The male officials in the delegation tried their best to brief the parents about the government’s efforts in rescuing the girls while also trying to console them since they are also fathers and can imagine the pains involved in losing precious children.

However, when Alhassan took the microphone to speak, what did she say? Rather than offer words of comfort and succour to the saddened and clearly dejected parents, she chided them and members of the BBOG movement for not giving the government prior notice of their coming. As if this was not bad enough, she also failed to empathise with the parents in any serious way despite the pains they were going through almost two years after their daughters got missing!

Were it not for the no-nonsense Madam Ezekwezili who replied on behalf of the group that the minister had clearly not been fair to the parents since the visit was triggered by the words of the President who promised to rescue their daughters,  Alhassan might have spoken more harsh words.

Looking at the incident critically, I believe what the parents simply wanted from the encounter was a sincere update of the progress being made by the government to rescue their girls, and perhaps some more words of succour directly from the President, the father of the nation. I’m sure they never expected they would be chided, ridiculed or further traumatised like Alhassan did to them.

As a mother herself, everyone in the hall would have reasonably expected the Women Affairs Minister, who is even a grandmother, to offer the parents soothing words of comfort and encouragement. Alas, this was not to be. The fact that the Chibok parents and other community members had even funded their own trip from Borno State, or were experiencing trauma, obviously meant nothing to the Minister.
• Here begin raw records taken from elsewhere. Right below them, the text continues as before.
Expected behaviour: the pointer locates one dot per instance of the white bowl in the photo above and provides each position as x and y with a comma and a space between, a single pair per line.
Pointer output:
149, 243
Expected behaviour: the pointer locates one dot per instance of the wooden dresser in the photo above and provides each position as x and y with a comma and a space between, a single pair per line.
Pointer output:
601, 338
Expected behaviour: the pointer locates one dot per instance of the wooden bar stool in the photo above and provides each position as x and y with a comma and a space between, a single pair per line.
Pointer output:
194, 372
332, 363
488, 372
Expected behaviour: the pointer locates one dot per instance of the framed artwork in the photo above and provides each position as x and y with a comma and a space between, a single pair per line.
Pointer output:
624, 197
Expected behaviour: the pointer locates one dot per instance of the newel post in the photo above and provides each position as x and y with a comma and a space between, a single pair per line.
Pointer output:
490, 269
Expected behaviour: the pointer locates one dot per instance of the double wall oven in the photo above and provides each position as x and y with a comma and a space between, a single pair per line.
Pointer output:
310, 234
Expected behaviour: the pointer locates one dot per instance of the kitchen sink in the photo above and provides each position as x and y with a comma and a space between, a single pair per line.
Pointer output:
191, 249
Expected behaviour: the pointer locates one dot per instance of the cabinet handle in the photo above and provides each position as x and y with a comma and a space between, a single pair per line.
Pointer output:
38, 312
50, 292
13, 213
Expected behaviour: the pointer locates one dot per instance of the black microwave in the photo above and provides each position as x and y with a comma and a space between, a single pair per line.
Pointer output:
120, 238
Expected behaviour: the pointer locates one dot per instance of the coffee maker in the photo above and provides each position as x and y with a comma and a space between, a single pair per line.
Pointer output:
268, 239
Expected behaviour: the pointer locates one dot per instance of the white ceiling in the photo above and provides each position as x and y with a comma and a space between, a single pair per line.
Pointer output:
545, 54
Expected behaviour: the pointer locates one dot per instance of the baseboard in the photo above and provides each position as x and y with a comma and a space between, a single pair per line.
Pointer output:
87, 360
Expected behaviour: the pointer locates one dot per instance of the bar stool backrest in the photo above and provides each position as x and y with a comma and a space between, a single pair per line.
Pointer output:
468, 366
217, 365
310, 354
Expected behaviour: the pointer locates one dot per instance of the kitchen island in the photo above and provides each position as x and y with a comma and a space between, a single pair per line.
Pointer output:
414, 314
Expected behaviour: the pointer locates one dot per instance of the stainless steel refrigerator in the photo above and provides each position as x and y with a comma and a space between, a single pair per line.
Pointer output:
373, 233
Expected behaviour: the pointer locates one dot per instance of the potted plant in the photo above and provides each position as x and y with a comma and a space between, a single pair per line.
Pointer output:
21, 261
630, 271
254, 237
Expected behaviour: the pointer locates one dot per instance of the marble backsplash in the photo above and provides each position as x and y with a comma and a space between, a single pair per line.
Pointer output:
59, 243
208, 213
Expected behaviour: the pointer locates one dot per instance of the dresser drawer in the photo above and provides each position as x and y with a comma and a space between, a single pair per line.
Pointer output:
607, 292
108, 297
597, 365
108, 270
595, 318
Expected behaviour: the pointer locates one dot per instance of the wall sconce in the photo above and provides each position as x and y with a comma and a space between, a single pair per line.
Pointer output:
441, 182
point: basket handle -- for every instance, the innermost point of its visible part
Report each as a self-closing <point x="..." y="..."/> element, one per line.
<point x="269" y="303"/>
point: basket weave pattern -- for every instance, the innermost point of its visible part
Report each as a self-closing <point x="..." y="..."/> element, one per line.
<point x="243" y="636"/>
She failed the parents of the kidnapped Chibok girls.

While President Buhari later explained to the parents in unequivocal terms that he did not have any information on the whereabouts of the missing girls but added that he remained fully committed to his pledge to do all within his powers to rescue the girls, there is no doubt that the Minister of Women Affairs needs to undergo urgent tutorials on people relations and public affairs management if she won’t further embarrass herself and the Buhari administration.

Overall, I think officials like Alhassan need to be reminded, in case they have forgotten, that they are public servants who are paid with taxpayers money and  are servants of the people, and not their masters. Her conduct was clearly uncalled for. The least she can do is tender an unreserved apology to the traumatised Chibok parents as they wait on the APC government to rescue their daughters after more than 640 days since they were kidnapped in April 2014.